I was born in England in 1948 and grew up in the generation born after the Holocaust. We were told and had no reason to doubt that never again in Europe would such evil be perpetrated again. The moral conscience and collective guilt of the continent would make sure of that. In the early 1990’s when the term ‘ethnic cleansing’ was introduced to the world in the Balkans and the first images of starving inmates staring through barb wire enclosures began to appear in the press I was shocked and angered but fully expected a thorough and collective response from all the powerful European states to obliterate the cancer. As the months rolled into years and the conflict escalated and stories and images of the mass rape of Muslim women, the systematic destruction of their homes and the mass killing of their men became common place on our television screens and in our press and still nothing was being done my initial mood of anger turned first to outrage and then into a deep sense of shame. Overriding this was the awareness of being let down by the very forces that promised me it would never again happen in Europe. As airliners full of tourists on their way to the Aegean flew past enclaves of genocide such as Srebrenica Europe’s shame increased. It no longer had the excuse of not knowing.

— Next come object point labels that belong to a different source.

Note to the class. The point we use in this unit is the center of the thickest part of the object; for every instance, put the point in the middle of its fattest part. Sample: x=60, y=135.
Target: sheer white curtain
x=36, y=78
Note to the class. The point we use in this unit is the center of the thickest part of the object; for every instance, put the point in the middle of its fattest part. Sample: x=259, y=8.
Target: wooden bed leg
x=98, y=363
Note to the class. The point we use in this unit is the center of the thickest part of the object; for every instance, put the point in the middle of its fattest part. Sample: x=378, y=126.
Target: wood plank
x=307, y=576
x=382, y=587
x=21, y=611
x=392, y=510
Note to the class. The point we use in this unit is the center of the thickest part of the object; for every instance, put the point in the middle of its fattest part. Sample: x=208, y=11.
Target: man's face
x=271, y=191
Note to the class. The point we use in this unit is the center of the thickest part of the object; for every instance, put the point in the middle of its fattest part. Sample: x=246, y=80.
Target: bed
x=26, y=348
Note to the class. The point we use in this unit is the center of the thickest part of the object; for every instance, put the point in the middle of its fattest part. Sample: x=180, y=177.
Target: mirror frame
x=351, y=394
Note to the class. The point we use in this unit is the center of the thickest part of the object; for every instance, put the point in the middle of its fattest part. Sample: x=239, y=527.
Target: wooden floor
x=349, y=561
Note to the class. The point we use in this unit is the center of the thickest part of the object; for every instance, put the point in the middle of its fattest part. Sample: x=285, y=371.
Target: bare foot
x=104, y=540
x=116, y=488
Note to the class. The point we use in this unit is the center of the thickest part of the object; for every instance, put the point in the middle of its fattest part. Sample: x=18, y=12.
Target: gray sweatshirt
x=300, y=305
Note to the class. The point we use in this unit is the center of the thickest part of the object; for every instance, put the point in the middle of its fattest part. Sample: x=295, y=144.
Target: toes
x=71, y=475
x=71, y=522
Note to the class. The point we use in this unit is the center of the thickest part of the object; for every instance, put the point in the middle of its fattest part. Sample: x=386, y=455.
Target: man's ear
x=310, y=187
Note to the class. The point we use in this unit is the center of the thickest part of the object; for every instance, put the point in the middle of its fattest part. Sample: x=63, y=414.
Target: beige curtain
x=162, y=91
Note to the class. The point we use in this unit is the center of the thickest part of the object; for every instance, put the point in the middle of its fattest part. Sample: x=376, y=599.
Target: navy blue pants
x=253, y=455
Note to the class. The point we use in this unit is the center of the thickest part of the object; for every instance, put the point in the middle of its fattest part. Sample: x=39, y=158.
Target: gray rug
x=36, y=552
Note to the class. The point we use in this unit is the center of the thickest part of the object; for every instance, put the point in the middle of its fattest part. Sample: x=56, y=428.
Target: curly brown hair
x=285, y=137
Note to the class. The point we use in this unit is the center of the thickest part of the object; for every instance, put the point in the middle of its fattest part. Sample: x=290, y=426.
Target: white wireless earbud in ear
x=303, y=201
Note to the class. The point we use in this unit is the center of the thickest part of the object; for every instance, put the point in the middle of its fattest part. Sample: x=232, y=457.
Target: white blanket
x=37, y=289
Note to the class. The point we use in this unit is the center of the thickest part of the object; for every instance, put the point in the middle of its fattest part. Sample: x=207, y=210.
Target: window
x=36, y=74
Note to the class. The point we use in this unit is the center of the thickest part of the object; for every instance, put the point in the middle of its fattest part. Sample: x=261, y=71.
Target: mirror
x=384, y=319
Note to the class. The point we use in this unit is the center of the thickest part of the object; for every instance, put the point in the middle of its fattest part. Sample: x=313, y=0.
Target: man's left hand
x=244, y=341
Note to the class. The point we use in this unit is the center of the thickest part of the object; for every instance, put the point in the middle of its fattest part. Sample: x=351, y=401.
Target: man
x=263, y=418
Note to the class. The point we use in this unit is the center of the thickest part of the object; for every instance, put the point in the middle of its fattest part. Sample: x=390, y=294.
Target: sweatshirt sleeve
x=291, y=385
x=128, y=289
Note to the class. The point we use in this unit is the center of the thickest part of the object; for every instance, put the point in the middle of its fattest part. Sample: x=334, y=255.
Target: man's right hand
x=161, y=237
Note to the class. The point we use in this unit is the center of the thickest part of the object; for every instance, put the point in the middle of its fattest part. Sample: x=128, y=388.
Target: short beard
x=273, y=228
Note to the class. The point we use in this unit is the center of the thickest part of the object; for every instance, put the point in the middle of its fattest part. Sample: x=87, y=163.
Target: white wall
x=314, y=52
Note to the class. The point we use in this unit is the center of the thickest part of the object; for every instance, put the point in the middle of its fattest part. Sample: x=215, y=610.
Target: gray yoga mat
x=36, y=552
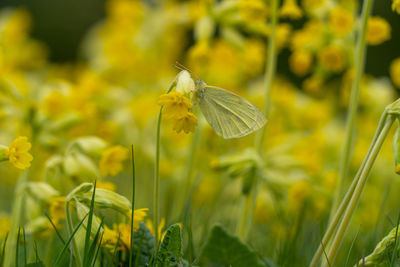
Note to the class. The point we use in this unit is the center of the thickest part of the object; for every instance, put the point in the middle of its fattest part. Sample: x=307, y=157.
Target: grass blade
x=89, y=228
x=133, y=208
x=69, y=241
x=55, y=228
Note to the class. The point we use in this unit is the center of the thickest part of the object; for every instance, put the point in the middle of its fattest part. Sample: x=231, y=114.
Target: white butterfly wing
x=230, y=115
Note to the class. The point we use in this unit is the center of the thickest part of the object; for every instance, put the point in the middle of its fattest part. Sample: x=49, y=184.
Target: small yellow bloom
x=5, y=224
x=57, y=210
x=378, y=31
x=341, y=21
x=332, y=58
x=175, y=105
x=18, y=153
x=253, y=10
x=291, y=10
x=395, y=72
x=396, y=6
x=300, y=62
x=186, y=123
x=112, y=159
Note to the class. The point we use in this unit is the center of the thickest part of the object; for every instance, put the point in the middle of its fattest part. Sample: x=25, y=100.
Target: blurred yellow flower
x=5, y=224
x=300, y=62
x=332, y=58
x=253, y=10
x=396, y=6
x=395, y=72
x=106, y=185
x=175, y=105
x=18, y=153
x=112, y=159
x=341, y=21
x=186, y=123
x=57, y=210
x=378, y=31
x=291, y=10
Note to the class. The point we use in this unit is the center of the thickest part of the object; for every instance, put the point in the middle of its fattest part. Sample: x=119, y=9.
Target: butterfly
x=230, y=115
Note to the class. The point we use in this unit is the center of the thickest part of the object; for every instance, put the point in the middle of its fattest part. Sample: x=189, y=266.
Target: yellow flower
x=111, y=160
x=175, y=105
x=291, y=10
x=395, y=72
x=341, y=21
x=332, y=58
x=378, y=31
x=186, y=123
x=18, y=153
x=300, y=62
x=57, y=210
x=396, y=6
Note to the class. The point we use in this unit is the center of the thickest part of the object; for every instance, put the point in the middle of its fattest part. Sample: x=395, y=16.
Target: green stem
x=156, y=196
x=359, y=63
x=77, y=255
x=376, y=147
x=16, y=218
x=339, y=213
x=248, y=207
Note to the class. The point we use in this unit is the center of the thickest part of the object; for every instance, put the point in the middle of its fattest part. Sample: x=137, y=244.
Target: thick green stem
x=16, y=219
x=376, y=147
x=77, y=255
x=359, y=62
x=248, y=207
x=156, y=195
x=339, y=213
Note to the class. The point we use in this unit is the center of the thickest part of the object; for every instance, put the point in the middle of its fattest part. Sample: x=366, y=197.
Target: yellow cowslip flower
x=18, y=153
x=341, y=21
x=291, y=10
x=175, y=105
x=332, y=58
x=396, y=6
x=186, y=123
x=378, y=31
x=111, y=160
x=57, y=210
x=106, y=185
x=5, y=225
x=300, y=62
x=253, y=10
x=161, y=226
x=395, y=72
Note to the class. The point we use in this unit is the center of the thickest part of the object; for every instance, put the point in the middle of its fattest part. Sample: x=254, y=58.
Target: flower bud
x=91, y=145
x=204, y=29
x=185, y=84
x=80, y=166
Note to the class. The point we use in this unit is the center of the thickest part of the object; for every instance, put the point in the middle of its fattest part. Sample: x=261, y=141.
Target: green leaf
x=170, y=253
x=144, y=245
x=225, y=249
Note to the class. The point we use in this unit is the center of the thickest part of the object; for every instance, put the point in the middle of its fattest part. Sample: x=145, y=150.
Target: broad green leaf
x=225, y=249
x=170, y=253
x=143, y=241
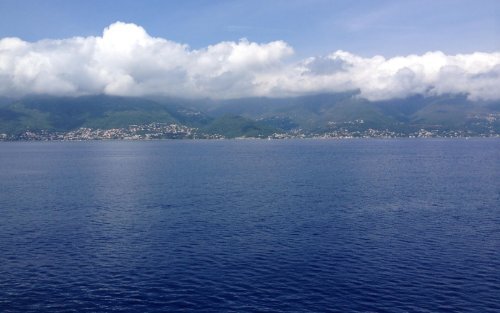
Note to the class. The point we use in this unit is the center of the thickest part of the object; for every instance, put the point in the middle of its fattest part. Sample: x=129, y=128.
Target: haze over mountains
x=253, y=117
x=240, y=88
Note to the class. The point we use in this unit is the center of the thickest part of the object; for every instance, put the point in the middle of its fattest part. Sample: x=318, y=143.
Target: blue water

Extract from my address to MEPs at the opening of my exhibition ‘Srebrenica : Paintings from the Grave’ held in The European Parliament Building Brussels in September 2006.
Place of the Missing
When you approach these sites there’s a kind of disbelief. Surely the carrion birds are there for reasons such as following the plough. But there is no plough and the fields have not been tilled for a long time…and then the reality hits you like a sledgehammer and the sheltering silence of the place is shattered. You scream inwardly and the birds rise into the sky, a huge flock shrieking and cawing pulsating around you.
Approaching a Muslim village in Eastern Bosnia,.
We approached this tiny destroyed Bosniak village in Eastern Bosnia wondering what to expect. Quite honestly it could have been any village – Lebanon, Syria, Poland, Belarus, France, Greece, Russia, Spain and so on in the last one hundred years….
Extracts from my diary ‘Places of Mourning in the Western World’.